An acrylic painting of early Christian martyrs Perpetua and Felicity.

by Mojaveprincess

Having lived my entire life in Baptist churches and attended a Baptist seminary, I knew very little about feast days. For much of my life, every Wednesday night dinner or picnic on the church grounds was a feast day. Baptists don’t worry about gluttony.

But I have come to appreciate the nature of feast days in recent years as I learn to embrace the Lenten cycle. The first time I chose to fast from social media I did so for the entire time from Ash Wednesday through Good Friday (I’m sure it was suppose to go through Saturday but I’m Baptist). Since there are more than forty days between Ash Wednesday and Good Friday, I failed to realize that the calendar involves a recognition that fasts can be broken even while practicing them. Last year, I allowed myself five minutes on Facebook and Twitter on Fridays.

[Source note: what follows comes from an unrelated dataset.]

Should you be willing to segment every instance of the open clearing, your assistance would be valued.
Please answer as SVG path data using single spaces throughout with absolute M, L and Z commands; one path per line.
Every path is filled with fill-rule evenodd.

This year, however, I decided to look at the actual feast calendar. March 7 (closest to today) is the observance of the martyrdom of Saint Perpetua and Felicitas (Felicity). The image at the top of the page is a recent rendering of the two women who as catechumens had not yet been baptized in the faith but had died nonetheless because they would not recant their conversions in the third century.

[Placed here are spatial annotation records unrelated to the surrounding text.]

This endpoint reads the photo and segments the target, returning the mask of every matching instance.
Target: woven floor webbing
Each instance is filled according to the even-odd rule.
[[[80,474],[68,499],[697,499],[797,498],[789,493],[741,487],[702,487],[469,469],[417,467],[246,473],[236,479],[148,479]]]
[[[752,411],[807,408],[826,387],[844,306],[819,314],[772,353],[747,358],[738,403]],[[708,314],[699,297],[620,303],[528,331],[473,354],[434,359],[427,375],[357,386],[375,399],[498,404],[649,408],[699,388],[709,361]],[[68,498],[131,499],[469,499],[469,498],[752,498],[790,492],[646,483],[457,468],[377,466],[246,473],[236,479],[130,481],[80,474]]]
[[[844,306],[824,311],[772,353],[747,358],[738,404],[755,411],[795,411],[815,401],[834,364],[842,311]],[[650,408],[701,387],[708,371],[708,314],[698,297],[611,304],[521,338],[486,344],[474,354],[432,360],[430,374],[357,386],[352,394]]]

Like most saints, their actual lives and the stories that grew out of their lives show a need to glorify difficult choices about forsaking family and empire to embrace the new faith of Jesus. What does these women on the edge (North Africa) of the Roman empire say to me as a white man in the heart of the American empire? Quite a bit but not in the ways we often invoke saints.

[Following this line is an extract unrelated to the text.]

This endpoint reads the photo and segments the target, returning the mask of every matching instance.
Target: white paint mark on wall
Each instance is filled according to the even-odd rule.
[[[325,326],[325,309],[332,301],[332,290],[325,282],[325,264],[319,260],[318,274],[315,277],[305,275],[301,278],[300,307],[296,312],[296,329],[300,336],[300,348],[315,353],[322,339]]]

They along with a group of other believers chose to remain faithful to one another and the community that nurtured them died not in some widespread persecution but because they had violated social norms in their hometown. Their resistance isn’t so much against the Roman empire as it is an affirmation to those who trained them in their new faith. But the critical point I take away this day from their actions remains their commitment to follow a path they never fully became part of. The fact that the early church celebrated women who had not become Christians before their deaths means that we may know the power of community without ever having to be fully immersed into its membership. God’s reach proves greater than our narrow understanding of belonging. We can be a people of that kind of community to those around us without demanding full submission to our own experiences.